Storie di ergastolani che si sono laureati dietro le sbarre

Che il carcere non sia un luogo di redenzione è un fatto accertato. Eppure Claudio Conte, killer spietato della Sacra corona unita condannato all’ergastolo dal Tribunale di Lecce, non è l’unico detenuto che dietro le sbarre ha scoperto gli studi fino alla laurea, ritrovando quasi una ragione di vita. È considerato così pericoloso che non ha mai potuto uscire dal penitenziario di Catanzaro nemmeno per dare gli esami.
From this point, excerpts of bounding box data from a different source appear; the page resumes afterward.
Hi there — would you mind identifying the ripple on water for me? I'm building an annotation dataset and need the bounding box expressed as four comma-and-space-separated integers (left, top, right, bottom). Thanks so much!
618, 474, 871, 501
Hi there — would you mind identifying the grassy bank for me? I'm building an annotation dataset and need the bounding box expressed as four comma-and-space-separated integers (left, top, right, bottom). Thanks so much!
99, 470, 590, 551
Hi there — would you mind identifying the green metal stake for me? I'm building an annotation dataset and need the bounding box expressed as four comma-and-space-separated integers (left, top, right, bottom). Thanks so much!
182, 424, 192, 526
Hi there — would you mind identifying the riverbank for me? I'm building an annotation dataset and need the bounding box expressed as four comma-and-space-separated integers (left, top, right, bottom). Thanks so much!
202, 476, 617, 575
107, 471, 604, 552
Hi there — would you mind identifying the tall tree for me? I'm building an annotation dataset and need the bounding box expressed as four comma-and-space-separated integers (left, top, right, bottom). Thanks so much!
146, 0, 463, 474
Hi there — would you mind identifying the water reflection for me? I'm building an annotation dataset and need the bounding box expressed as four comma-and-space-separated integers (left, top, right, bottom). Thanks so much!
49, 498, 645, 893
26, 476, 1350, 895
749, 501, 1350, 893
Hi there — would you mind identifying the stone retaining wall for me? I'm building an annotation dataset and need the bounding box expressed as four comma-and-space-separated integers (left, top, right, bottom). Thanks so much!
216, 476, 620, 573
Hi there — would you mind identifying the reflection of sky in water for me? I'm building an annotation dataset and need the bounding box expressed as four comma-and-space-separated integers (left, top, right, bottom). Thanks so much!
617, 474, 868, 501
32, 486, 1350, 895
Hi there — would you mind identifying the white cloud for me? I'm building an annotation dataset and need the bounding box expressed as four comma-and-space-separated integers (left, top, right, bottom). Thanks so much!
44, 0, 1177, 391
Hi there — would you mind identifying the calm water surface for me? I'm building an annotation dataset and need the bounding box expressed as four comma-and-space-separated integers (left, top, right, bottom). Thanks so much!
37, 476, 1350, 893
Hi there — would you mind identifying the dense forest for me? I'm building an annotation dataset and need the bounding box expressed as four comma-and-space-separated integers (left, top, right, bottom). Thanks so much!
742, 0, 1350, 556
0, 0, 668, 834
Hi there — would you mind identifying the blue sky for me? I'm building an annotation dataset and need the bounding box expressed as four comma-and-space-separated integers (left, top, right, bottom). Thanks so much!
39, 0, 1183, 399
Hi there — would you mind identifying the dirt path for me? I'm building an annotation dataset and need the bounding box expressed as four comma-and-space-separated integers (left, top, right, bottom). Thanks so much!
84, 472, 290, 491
Persino a discutere la tesi, i suoi professori hanno dovuto venire nella cella con le brande e il tavolino che lui divide con un altro detenuto: dopo un’ora, gli hanno consegnato la laurea in giurisprudenza, 110 lode e menzione accademica. Qualche anno fa, un altro temibile carcerato, Marcello Dell’Anna, da Nardò, Lecce, era diventato dottore in legge dentro le mura della casa di pena. La cosa strana è che non è un fatto raro. La percentuale degli ergastolani che si buttano negli studi è abbastanza alta. E fra i detenuti che hanno riscoperto una vita diversa, grazie ai libri e all’arte, ci sono pure molti nomi famosi.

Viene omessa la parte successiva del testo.